Alors c’est ça mon pays ? Des citoyens divisés en deux qui se regardent avec défiance et terreur de part et d’autre de leur ligne de démarcation ? La référence n’était pas volontaire, mais après tout elle n’est pas malheureuse… Et entre ces deux blocs, une poignée d’utopistes déçus de ne pas être majoritaires qui s’extrait du débat avec le mépris et la suffisance d’un pseudo-prophète incompris.
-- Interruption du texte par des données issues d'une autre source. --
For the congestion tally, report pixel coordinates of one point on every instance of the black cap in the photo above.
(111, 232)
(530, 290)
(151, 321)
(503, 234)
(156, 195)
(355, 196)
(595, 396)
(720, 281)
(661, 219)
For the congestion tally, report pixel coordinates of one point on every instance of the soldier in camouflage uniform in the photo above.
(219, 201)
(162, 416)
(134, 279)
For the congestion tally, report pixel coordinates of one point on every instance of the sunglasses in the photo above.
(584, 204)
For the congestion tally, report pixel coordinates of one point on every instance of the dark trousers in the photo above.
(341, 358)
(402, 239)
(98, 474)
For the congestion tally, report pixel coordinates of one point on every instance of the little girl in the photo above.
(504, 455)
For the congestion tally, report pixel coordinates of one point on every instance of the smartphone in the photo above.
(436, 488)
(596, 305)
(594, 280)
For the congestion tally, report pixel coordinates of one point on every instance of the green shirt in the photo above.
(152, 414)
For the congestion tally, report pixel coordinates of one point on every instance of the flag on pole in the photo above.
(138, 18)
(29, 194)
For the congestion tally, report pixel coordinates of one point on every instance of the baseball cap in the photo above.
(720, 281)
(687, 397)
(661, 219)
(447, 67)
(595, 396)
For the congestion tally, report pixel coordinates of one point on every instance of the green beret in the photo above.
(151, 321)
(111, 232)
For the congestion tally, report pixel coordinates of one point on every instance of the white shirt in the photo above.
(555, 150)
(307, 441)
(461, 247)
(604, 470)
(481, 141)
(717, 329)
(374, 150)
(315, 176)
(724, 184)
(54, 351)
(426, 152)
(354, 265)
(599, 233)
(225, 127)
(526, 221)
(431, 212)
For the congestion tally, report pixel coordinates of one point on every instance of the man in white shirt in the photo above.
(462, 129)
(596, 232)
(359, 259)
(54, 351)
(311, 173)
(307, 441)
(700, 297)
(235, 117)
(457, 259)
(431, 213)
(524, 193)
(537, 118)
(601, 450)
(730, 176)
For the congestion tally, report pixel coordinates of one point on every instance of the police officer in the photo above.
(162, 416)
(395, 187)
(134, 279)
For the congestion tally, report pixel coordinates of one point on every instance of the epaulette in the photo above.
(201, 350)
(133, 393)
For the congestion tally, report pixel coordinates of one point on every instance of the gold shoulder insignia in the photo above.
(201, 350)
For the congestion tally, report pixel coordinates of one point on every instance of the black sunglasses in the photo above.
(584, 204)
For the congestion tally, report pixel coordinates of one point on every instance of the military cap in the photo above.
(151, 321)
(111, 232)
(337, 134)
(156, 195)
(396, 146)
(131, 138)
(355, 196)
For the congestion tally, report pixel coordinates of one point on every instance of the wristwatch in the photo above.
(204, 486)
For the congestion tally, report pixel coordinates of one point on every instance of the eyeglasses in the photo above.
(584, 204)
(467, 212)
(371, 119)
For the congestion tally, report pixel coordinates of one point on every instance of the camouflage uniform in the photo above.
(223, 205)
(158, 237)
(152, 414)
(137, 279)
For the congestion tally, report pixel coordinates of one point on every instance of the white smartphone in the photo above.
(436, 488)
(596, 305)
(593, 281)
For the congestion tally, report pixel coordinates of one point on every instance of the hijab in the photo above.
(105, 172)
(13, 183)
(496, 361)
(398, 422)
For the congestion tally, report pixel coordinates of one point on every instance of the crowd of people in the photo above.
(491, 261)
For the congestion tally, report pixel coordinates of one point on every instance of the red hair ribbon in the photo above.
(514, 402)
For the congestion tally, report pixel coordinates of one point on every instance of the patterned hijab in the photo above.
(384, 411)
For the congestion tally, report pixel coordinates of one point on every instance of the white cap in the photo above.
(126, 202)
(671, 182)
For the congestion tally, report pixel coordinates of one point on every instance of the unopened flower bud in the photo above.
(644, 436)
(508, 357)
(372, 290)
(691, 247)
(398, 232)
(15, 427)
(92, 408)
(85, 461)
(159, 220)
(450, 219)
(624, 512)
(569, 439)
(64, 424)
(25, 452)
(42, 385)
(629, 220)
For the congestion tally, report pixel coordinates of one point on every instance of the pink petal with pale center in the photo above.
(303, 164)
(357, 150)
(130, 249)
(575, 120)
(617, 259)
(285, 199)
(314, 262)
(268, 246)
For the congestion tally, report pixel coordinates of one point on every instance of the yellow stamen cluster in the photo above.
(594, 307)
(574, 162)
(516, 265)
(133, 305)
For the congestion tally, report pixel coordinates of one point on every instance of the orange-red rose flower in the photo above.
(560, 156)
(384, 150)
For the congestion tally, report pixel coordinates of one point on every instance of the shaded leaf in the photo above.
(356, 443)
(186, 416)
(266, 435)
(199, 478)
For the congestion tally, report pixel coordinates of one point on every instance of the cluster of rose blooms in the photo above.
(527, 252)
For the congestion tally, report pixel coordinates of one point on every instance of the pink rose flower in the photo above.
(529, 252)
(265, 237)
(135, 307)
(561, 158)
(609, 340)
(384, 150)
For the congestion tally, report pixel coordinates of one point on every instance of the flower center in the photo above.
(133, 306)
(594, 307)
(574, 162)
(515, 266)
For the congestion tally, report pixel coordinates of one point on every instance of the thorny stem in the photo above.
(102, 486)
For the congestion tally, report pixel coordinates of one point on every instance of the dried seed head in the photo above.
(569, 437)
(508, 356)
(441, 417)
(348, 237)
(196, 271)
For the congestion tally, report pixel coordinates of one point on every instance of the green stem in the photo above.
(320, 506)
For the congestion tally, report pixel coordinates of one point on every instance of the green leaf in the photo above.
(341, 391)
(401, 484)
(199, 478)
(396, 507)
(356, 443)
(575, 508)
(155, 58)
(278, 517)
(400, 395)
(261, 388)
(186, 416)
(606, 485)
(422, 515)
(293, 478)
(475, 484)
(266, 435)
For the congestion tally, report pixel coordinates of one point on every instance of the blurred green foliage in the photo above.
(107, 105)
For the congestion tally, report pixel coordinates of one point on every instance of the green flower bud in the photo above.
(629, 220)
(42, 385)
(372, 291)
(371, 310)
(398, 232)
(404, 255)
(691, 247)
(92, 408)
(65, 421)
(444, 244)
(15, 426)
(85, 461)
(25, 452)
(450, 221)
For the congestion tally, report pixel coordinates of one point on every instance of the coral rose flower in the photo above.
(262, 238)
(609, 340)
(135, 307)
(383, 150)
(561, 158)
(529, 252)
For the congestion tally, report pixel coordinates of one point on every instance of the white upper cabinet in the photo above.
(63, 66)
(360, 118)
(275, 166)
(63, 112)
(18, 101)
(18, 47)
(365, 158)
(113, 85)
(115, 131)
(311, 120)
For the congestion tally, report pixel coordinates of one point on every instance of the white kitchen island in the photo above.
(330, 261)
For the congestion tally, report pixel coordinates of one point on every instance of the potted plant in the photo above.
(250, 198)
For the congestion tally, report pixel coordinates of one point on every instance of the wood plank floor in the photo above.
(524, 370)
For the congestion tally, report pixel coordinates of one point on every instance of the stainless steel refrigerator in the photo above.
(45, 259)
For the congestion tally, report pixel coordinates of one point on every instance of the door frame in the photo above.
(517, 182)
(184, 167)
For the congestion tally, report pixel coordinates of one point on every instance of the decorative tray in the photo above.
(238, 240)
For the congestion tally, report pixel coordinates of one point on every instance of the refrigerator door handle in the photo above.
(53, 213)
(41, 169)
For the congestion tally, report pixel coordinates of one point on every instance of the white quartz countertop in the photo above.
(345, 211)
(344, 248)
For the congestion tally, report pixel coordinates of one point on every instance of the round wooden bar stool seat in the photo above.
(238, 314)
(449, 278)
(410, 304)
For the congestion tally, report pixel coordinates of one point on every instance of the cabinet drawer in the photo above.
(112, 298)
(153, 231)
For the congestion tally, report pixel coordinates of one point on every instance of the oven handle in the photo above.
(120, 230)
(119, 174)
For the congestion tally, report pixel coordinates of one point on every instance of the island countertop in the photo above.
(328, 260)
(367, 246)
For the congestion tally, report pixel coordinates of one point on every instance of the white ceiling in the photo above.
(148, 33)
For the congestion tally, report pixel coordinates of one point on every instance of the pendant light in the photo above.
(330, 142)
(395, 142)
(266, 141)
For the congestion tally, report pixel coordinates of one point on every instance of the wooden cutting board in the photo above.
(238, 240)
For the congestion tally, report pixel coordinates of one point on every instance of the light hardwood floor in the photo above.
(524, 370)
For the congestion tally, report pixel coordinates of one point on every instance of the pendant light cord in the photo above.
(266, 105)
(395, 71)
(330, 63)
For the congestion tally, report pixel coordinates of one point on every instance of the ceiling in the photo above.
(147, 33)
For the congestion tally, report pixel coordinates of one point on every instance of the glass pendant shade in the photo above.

Je comprends leur tristesse, un rêve qui s’effondre, ça fait mal. Mais il faut aussi « empêcher que le monde se défasse » comme disait Camus, et pas seulement refaire le monde. Éviter que le monde se défasse, c’est éviter que des gens vivent dans la peur de leurs concitoyens. Et pas une peur métaphysique ou économique ; je parle de la vraie peur, celle qui va avec les regards en coin, les insultes et la violence physique. Non, je n’exagère pas. Il n’est pas normal de se faire traiter de sale youpin ou de métèque en France, en 2017. Il n’est pas normal que des cheveux frisés représentent une condamnation par défaut. Et là, je ne parle que de mes expériences propres. Il y a aussi les insultes racistes courantes sur la couleur d’un épiderme. Il n’est pas normal que la haine soit courante entre les citoyens. Il est impensable que des élections légitiment la défiance généralisée. Que la haine et la peur deviennent un système institutionnalisé. Ça m’est impensable. Je le refuse absolument.

Parce que je vis dans une multiculturalité apaisée, dans l’échange et le dialogue avec des gens ouverts et éduqués, et je ne veux pas que ça change. Je ne veux pas que des quartiers ou des communautés se referment sur elles-mêmes car elles auront peur des autres. Parce que la peur engendre plus de violence. Vous savez combien de mes amis ne fréquentent plus des quartiers pourtant« bien français » par peur ou lassitude d’y être agressés, verbalement au moins ? C’est de la ségrégation mentale et comportementale. Et ça, je le refuse. Ce n’est pas ce phénomène qui doit se généraliser. Je rêve d’une France arc-en-ciel, d’une France 98 qui ne se serait pas arrêtée en chemin dans les réformes institutionnelles, une France qui assume ses vérités et ses diversités, une France qui en est fière. Une France qui ne ment pas : non il n’est ABSOLUMENT pas facile d’obtenir la nationalité ou des soins gratuits, non les fraudes ne sont pas la norme, et si vous saviez lesquels sont des fraudeurs dans mon carnet d’adresse… vous seriez surpris de la consonance de leurs noms ! Une France qui ne laisse pas ses enfants sans éducation ni culture, parce qu’après les mères c’est l’école et la bibliothèque qui forment les hommes. Des hommes instruits, libres, ouverts sur le monde. Des hommes qui sont des portes, des fenêtres et des ponts. Des hommes qui ne sont pas des murs.

Alors je ne sais pas vous, mais moi j’irai voter le 7 mai, peut-être pas pour mes convictions profondes mais au moins contre la peur.